This little chip could be a significant boon to signal and image processing. A number of those applications, particularly surveillance radar, sesimic/hydrographic survey, and sensor fusion[1], have signficant data parallelism. Many have multiple independent data streams that must be processed and integrated in real time. With the proper algorithms, an architecture like this is much more efficient than a general-purpose multi-core or multi-machine system.
One of the key limits to these sensors is the data pipe between the various pieces that run the signal processing. This is especially true when one of the hops is over a relatively slow link, such as with an ROV/UAV. The size and weight of this chip would allow more of the signal processing to be embedded on the platform or in the sensor, thus reducing the volume of data passed over the slow link and allowing more information to be sent.
It does, of course, require a different programming paradigm to use effectively. Special applications like I have mentioned are worth the extra effort and reduced portability and so will see value in this device. No doubt some other applications mentioned so far (crypto, finance, etc) will also see value in it as well.
[1] I have a strong background in and knowledge of military sensors, and signficant exposure to seismic and hydrographic survey in the oil and gas industry.
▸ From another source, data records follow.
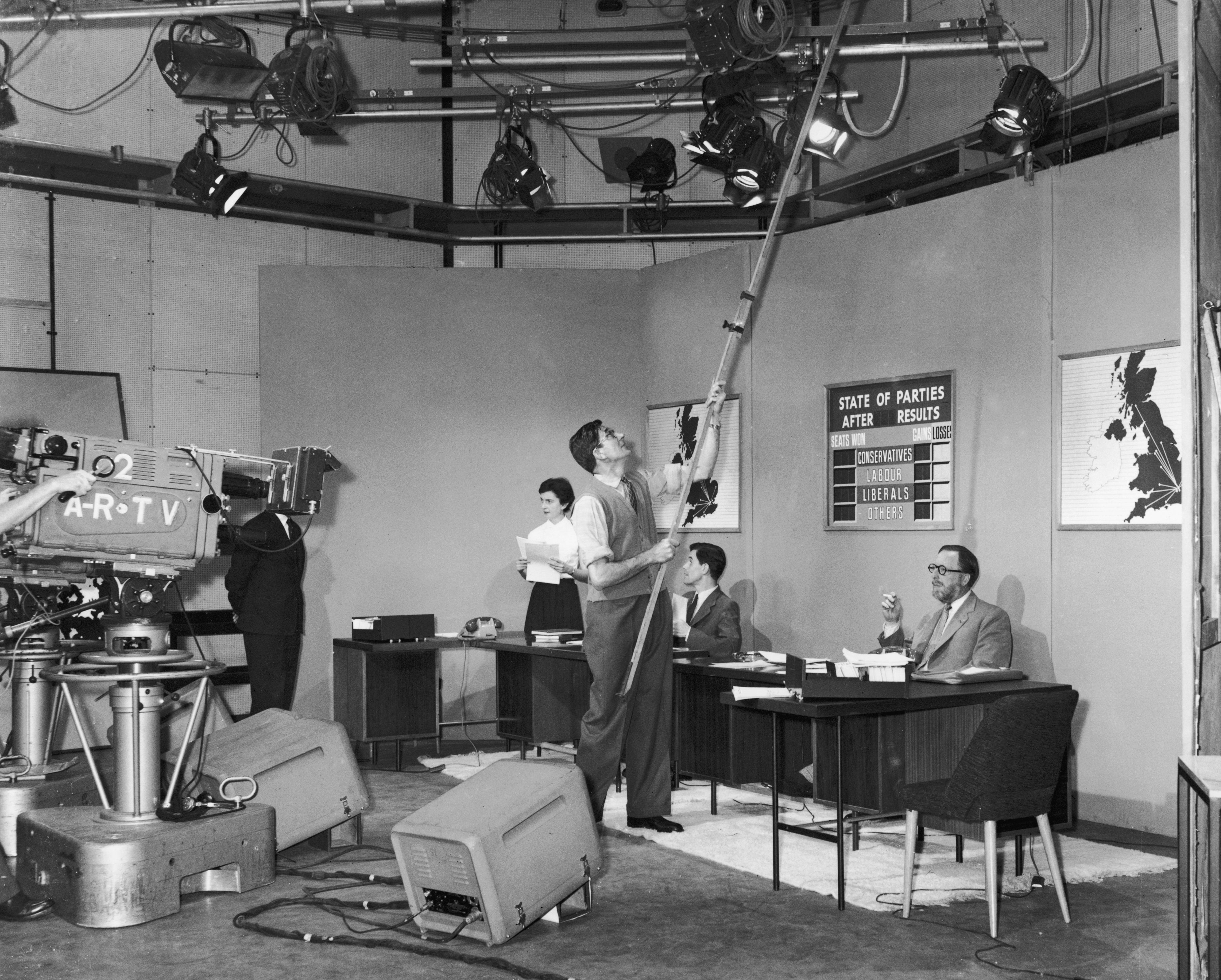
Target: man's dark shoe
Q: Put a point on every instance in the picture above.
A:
(21, 907)
(655, 823)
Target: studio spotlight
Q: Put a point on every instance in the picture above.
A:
(220, 70)
(8, 115)
(655, 170)
(828, 135)
(202, 177)
(740, 198)
(1020, 114)
(513, 174)
(756, 165)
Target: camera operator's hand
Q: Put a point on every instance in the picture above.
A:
(79, 481)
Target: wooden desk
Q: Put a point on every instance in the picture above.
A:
(541, 692)
(892, 741)
(1199, 922)
(387, 692)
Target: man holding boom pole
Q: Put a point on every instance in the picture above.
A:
(618, 543)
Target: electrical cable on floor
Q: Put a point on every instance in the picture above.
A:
(340, 854)
(335, 907)
(998, 944)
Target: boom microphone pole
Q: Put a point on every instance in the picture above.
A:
(738, 325)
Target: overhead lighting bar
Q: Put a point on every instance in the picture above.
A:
(153, 13)
(493, 112)
(679, 59)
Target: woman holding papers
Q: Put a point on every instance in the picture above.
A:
(555, 603)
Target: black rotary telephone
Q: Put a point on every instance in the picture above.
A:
(481, 628)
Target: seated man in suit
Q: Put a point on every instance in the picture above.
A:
(711, 616)
(965, 633)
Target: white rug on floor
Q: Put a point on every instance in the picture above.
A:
(740, 836)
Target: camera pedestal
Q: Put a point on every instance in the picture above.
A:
(104, 874)
(72, 788)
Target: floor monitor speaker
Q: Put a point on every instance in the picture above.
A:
(500, 851)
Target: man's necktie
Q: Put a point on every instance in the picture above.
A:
(632, 497)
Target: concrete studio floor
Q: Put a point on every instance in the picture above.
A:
(657, 915)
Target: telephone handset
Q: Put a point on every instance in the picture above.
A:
(481, 628)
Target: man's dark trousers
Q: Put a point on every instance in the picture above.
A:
(636, 728)
(273, 662)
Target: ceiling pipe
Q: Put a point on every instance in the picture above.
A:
(491, 112)
(684, 58)
(411, 235)
(152, 13)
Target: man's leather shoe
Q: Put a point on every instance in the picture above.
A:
(21, 907)
(655, 823)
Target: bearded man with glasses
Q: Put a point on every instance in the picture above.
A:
(965, 634)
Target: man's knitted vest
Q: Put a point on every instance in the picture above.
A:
(628, 535)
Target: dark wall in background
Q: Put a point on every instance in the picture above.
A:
(449, 396)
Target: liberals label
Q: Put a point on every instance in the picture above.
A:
(891, 454)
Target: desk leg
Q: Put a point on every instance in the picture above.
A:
(776, 802)
(1185, 879)
(1214, 880)
(839, 807)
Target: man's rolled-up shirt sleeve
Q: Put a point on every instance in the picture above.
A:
(593, 539)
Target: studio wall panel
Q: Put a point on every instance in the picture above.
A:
(449, 396)
(103, 284)
(24, 247)
(206, 287)
(24, 337)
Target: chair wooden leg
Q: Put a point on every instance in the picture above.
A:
(1054, 863)
(991, 874)
(909, 860)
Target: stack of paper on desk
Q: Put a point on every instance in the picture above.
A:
(557, 636)
(881, 667)
(814, 664)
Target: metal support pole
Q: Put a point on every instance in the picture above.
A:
(155, 11)
(88, 753)
(678, 59)
(776, 797)
(202, 697)
(738, 326)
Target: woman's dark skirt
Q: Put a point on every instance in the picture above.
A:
(554, 608)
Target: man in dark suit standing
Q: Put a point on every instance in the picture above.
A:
(712, 618)
(966, 633)
(264, 585)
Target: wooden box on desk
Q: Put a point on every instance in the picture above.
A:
(386, 691)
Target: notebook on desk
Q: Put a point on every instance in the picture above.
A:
(970, 677)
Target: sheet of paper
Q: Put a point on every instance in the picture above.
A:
(538, 553)
(748, 694)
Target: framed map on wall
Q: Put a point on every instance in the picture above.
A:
(672, 434)
(1120, 413)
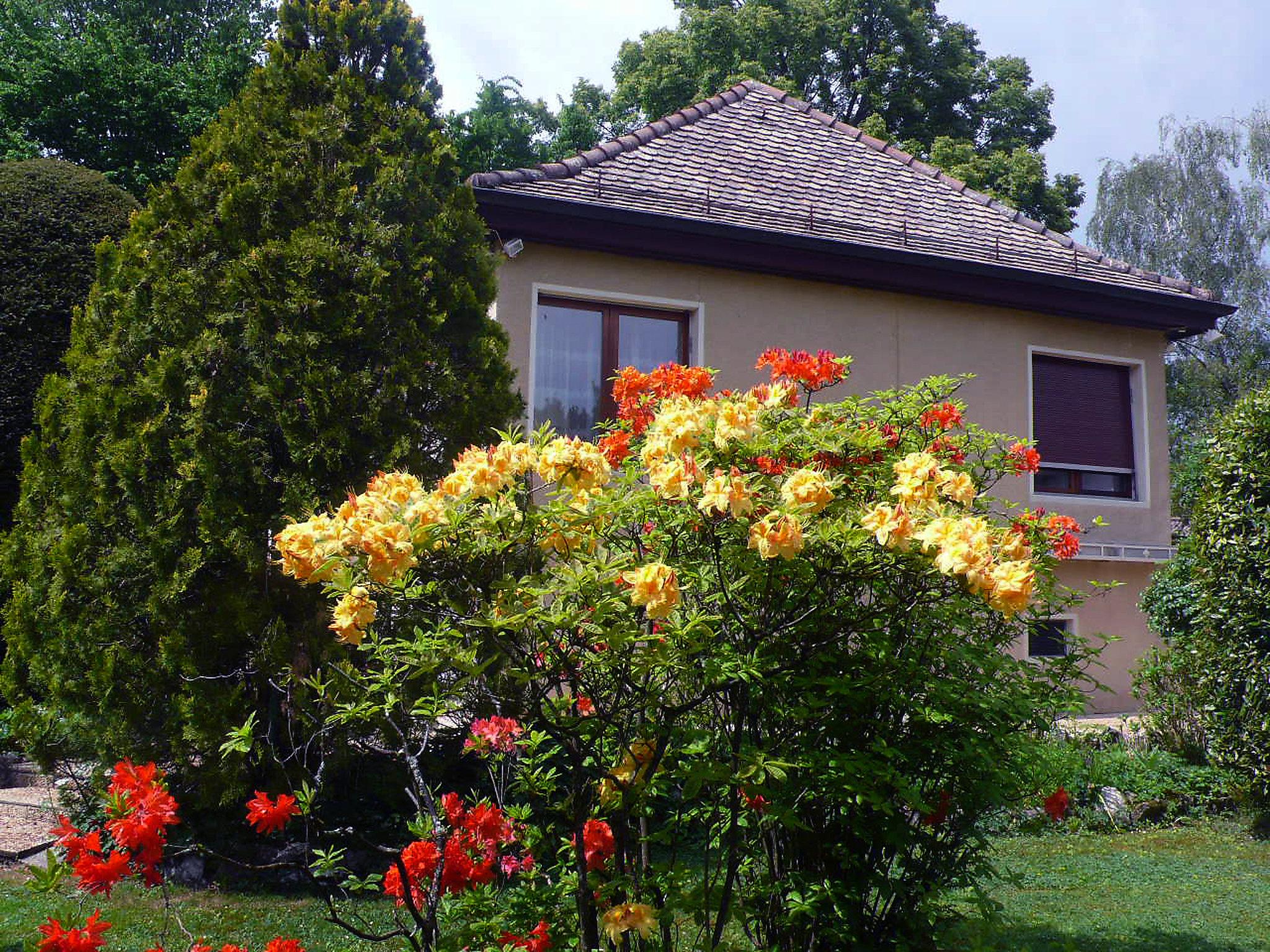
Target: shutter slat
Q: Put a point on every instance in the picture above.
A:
(1081, 413)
1. I don't see a price anywhere in the article. Adepteva plans to sell the 64-core version for $199 and that includes the board.
2. Adepreva plans to open source the hardware and software, does KALRAY?
3. Adepteva have actually built chips. The kickstarter project is to scale up manufacturing to bring down the cost. I think $99 for 16 cores is pretty good.
Still, if the price is right, more is better, so it's worth keeping an eye on.
Has there been any research into running neural networks on DSP architectures? I'd love to try my hand at programming a DSP. Are there any low-cost options for hobbyists?
Keep your eye for TI tech days. They have them in most major cities. Its a series of classes layered with tons of TI advertising. I usually walk out of them learning something.
The reason I bring them up is they usually give out 95% off anything under $500 coupons from their estore. I picked up a nice DSP dev board with one of them not too long ago.
it's a nice science experiment, but parallelization has its limit. there are very few examples of (non mathematical) algorithms that can be parallelized to 256 cores...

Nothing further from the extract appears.